Quienes le apostamos a la
posguerra en Colombia lo hacemos porque entendemos que un conflicto armado
prolongado ha producido “ordenes violentos” en los que la guerra es tan buen negocio
que se pueden sostener sobre sus espaldas un cúmulo de desigualdades tan
manifiestas como invisibles, gracias a su prolongación. No sólo porque
públicamente han expresado antes aquello de “el país va mal pero la economía va
bien”, sino porque ahora advierten con certeza que, ante la posibilidad de desvertebrar
la guerra, quedarían desarmadas sus estrategias de contención violenta de
cualquier otro tipo de conflicto, persistentemente instaladas tras procesos de
desplazamiento y desarraigo, apropiación territorial, concentración productiva
y extracción extensiva y exclusivista, cuyo nivel de concentración de beneficios resulta palmario
al medirlo con cualquiera de los indicadores de desarrollo humano y de reparto de
riquezas.
Quienes le apostamos a la
posguerra, deberíamos insistir igualmente en que el sostenimiento hasta feliz
término de las negociaciones en la Habana no puede prolongarse indefinidamente.
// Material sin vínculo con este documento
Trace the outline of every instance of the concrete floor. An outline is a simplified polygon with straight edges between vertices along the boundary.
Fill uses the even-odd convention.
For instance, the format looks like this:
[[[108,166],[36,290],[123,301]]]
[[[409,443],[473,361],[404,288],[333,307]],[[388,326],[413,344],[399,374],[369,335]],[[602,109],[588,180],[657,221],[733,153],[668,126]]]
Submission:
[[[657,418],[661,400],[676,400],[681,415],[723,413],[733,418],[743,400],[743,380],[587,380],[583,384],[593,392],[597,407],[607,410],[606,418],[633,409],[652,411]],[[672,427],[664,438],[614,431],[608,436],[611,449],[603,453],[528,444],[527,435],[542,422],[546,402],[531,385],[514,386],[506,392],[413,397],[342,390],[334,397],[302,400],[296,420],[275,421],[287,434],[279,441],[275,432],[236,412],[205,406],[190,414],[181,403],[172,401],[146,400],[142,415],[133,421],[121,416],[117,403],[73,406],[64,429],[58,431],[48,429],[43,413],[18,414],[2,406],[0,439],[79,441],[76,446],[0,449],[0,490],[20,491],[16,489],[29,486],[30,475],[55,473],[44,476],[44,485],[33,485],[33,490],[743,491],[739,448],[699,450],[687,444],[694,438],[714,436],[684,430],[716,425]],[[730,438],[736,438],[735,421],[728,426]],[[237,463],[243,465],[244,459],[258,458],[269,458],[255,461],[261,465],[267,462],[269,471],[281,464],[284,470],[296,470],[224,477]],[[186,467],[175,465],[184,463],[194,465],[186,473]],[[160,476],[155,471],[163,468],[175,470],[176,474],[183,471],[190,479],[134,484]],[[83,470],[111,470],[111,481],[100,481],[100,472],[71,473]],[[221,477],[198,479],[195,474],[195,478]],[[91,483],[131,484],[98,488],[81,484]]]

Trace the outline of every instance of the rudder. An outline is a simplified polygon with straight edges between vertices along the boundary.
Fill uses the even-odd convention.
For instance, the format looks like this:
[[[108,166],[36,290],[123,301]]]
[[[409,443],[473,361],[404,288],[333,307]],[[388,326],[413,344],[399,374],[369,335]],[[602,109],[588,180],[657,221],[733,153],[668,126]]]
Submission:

Es claro que las FARC han jugado a promover lecturas de largo aliento tras la
conflictividad bélica en Colombia y no se equivocan en hacerlo. Las pildoritas
de arribismo que de vez en cuando se le escapan a hijos e hijas de la
oligarquía nacional, como Paloma Valencia, son apenas vocecitas díscolas de una
férrea inamovilidad en la dinámica de apropiación productiva nacional sostenida a bala,
desapariciones y destierro. Sin embargo, el momento actual reclama de esta
guerrilla su contribución para que el país, sin la distorsión producida por las
armas de todos los ejércitos sobre su territorio, se enfile a batallar contra
quienes chupan sus ricas venas mientras condenan a la desgracia famélica a los
más, a los que escasamente siguen siendo propietarios de sus manos.
Es por hechos como los de esta semana que las FARC deben entender que firmar
la paz es el mejor aporte que pueden hacer para destruir los espejuelos de la
guerra y sus abalorios distractores.